Sticky Fingers is the ninth British and eleventh American studio album by the English rock band the Rolling Stones, released 23 April 1971 on their new, and own, label Rolling Stones Records after previously having been contracted by Decca Records and London Records in the UK and US since 1963.
Happy 50th Birthday “Sticky Fingers”
Here are great live versions from each track
Brown Sugar
At the end of the ’60s I had a little more time to sit around and play my guitar, writing songs rather than just lyrics for the first time. I’d written songs before then, but they were little things like Yesterday’s Papers. Now I could take it more seriously. Brown Sugar was one of those songs. I wrote it in Australia, somewhere between Melbourne and Sydney, while I was in my trailer filming Ned Kelly – I had a whole bunch of time out there. I was simply writing what I wanted to write, not trying to test the waters.
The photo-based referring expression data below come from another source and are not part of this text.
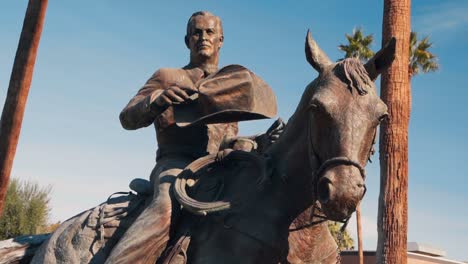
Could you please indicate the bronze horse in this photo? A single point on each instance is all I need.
(320, 156)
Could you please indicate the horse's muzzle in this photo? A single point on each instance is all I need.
(339, 190)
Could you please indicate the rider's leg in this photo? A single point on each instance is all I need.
(146, 239)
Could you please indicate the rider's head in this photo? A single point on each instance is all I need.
(204, 37)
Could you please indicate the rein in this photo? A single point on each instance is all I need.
(327, 164)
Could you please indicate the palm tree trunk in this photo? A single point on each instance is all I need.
(393, 200)
(359, 231)
(20, 81)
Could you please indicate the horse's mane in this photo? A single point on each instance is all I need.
(353, 73)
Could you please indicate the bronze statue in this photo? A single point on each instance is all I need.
(268, 189)
(166, 100)
(320, 156)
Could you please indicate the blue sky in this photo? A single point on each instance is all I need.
(94, 56)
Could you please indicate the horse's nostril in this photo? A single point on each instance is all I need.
(323, 190)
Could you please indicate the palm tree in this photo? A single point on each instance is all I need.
(392, 224)
(421, 59)
(20, 82)
(358, 45)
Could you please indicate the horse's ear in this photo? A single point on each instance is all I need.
(381, 60)
(315, 56)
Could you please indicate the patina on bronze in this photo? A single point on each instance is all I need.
(232, 94)
(320, 157)
(331, 131)
(223, 97)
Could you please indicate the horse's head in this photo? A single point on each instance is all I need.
(343, 111)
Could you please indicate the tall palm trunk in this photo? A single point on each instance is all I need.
(359, 232)
(20, 81)
(393, 199)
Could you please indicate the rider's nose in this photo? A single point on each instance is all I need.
(204, 35)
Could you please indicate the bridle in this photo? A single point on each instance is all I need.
(324, 166)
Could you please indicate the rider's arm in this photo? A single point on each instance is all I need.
(141, 111)
(259, 142)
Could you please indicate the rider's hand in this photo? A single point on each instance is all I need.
(171, 95)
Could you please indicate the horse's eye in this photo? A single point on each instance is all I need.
(383, 117)
(313, 107)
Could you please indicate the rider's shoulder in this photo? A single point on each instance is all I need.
(167, 73)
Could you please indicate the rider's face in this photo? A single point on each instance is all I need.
(205, 38)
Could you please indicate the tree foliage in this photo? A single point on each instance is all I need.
(421, 59)
(26, 209)
(346, 242)
(358, 45)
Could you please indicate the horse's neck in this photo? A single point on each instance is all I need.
(294, 164)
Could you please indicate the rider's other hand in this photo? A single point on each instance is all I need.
(171, 95)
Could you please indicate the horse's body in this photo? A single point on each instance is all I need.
(320, 156)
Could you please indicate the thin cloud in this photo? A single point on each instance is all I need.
(441, 17)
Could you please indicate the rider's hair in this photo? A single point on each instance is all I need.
(204, 13)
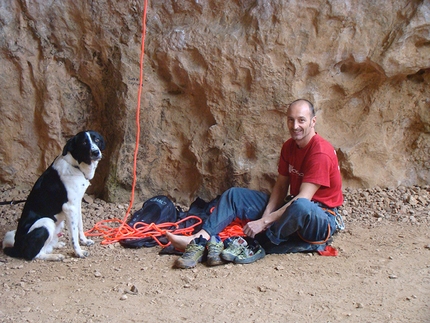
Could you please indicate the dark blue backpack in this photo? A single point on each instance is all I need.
(158, 209)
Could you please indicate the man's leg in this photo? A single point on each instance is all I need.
(234, 203)
(242, 203)
(306, 219)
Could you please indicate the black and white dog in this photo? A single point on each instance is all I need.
(54, 198)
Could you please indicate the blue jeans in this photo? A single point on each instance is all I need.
(303, 223)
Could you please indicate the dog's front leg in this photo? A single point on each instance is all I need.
(82, 237)
(73, 215)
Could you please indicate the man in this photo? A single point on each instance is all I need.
(308, 169)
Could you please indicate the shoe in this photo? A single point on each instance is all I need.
(251, 253)
(233, 247)
(215, 246)
(193, 254)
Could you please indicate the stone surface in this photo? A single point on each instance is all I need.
(217, 76)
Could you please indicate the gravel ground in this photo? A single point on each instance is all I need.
(382, 273)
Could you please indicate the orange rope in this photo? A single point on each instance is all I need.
(124, 229)
(140, 230)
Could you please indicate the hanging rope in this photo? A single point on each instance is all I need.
(109, 229)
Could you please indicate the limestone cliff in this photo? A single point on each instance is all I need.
(217, 76)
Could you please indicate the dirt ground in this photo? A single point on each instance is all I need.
(382, 274)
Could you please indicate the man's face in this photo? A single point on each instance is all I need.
(300, 123)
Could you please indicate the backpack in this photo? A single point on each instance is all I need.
(158, 209)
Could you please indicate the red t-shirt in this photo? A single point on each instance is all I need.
(316, 163)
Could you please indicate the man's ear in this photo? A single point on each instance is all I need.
(313, 121)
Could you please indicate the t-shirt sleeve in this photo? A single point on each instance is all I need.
(283, 162)
(318, 170)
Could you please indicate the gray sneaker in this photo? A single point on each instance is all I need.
(251, 253)
(193, 254)
(234, 246)
(215, 246)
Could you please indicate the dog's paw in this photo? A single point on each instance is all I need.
(87, 242)
(60, 245)
(51, 257)
(82, 253)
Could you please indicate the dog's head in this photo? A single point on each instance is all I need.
(85, 147)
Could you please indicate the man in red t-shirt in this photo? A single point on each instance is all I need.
(308, 171)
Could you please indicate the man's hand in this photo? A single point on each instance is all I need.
(254, 227)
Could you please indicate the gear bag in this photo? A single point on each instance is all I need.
(158, 209)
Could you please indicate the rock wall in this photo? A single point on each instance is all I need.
(217, 77)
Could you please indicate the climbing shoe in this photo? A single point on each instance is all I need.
(252, 252)
(233, 247)
(215, 246)
(193, 254)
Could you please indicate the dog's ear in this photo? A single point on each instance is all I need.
(99, 140)
(69, 146)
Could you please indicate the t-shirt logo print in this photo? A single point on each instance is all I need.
(294, 171)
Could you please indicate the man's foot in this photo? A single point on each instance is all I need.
(214, 246)
(233, 248)
(179, 242)
(193, 254)
(252, 252)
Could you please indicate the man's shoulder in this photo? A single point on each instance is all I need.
(322, 143)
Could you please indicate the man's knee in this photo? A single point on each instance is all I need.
(300, 206)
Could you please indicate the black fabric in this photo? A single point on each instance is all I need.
(201, 209)
(160, 209)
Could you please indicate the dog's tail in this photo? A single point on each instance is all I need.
(9, 239)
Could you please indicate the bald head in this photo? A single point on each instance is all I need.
(306, 102)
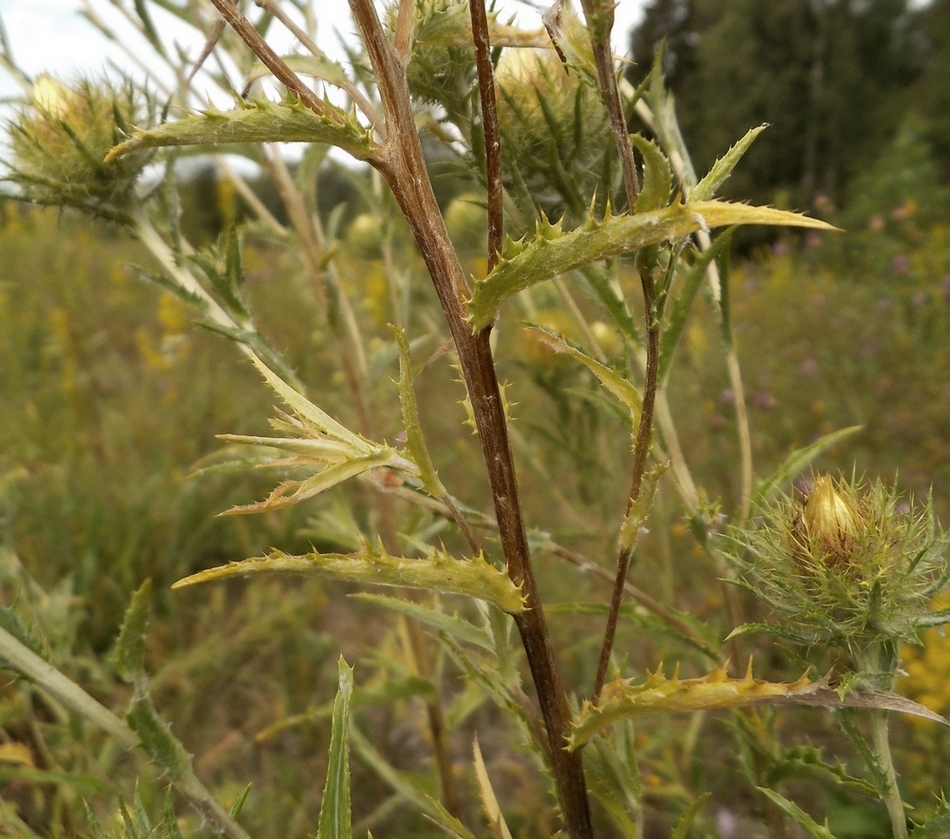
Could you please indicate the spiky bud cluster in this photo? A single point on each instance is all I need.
(555, 130)
(827, 529)
(62, 136)
(850, 566)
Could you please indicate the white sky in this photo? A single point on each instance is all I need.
(51, 36)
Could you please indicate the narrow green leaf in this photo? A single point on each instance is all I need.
(156, 738)
(790, 808)
(937, 826)
(223, 266)
(684, 301)
(615, 783)
(129, 651)
(806, 761)
(623, 389)
(597, 278)
(406, 786)
(306, 410)
(168, 827)
(10, 621)
(260, 121)
(335, 816)
(798, 460)
(317, 66)
(725, 301)
(490, 806)
(238, 805)
(633, 520)
(292, 492)
(453, 625)
(439, 571)
(550, 253)
(689, 814)
(624, 700)
(657, 175)
(722, 168)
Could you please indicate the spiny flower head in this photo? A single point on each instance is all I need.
(850, 566)
(61, 137)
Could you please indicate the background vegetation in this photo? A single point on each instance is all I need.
(112, 396)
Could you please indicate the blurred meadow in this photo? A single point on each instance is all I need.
(111, 397)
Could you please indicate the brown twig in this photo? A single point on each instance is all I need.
(486, 89)
(600, 19)
(230, 12)
(402, 165)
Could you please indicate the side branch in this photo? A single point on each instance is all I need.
(230, 12)
(403, 166)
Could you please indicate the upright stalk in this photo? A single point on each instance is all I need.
(402, 164)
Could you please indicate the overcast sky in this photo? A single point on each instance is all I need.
(50, 35)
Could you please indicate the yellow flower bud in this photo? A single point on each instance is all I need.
(828, 525)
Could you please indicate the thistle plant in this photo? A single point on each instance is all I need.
(617, 230)
(851, 569)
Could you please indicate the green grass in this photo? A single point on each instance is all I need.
(111, 397)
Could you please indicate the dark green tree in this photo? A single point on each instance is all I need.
(831, 78)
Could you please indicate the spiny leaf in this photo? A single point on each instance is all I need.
(335, 818)
(805, 761)
(306, 410)
(686, 820)
(798, 460)
(658, 695)
(657, 175)
(452, 625)
(406, 786)
(156, 737)
(684, 301)
(291, 492)
(620, 387)
(439, 571)
(550, 253)
(256, 122)
(496, 819)
(622, 699)
(722, 168)
(790, 808)
(633, 520)
(614, 780)
(937, 826)
(129, 651)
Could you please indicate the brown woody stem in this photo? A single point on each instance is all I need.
(402, 165)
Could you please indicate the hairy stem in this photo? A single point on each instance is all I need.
(880, 742)
(486, 89)
(403, 166)
(640, 456)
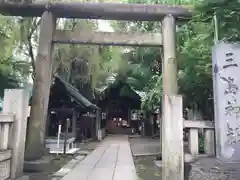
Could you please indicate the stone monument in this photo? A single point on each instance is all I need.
(226, 80)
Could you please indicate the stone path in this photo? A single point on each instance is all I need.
(111, 160)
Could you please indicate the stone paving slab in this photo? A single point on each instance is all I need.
(112, 160)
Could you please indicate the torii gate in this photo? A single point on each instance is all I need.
(172, 141)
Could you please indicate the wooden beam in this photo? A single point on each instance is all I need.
(107, 38)
(110, 11)
(199, 124)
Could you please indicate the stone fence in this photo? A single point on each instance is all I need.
(13, 123)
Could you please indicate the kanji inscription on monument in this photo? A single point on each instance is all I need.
(4, 170)
(226, 78)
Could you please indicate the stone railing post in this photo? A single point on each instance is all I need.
(209, 142)
(193, 141)
(16, 102)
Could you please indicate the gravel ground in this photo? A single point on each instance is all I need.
(146, 169)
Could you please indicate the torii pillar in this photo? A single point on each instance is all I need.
(172, 121)
(35, 144)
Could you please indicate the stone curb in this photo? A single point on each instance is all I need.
(67, 168)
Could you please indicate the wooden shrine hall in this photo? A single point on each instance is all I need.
(118, 101)
(65, 102)
(172, 126)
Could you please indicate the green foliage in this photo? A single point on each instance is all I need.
(13, 69)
People are very quick to react to what you write, but I just write what comes into my head.
–> Mick Jagger (2003)
Gold Coast slave ship bound for cotton fields
Sold in the market down in New Orleans
Scarred old slaver knows he’s doin’ all right
Hear him whip the women just around midnight
Sticky Fingers was never meant to be the title. It’s just what we called it while we were working on it. Usually though, the working titles stick.
~Keith Richards 1971
While many hold their next album, Exile On Main St., as their zenith, Sticky Fingers, balancing on the knife edge between the 60s and 70s, remains their most coherent statement.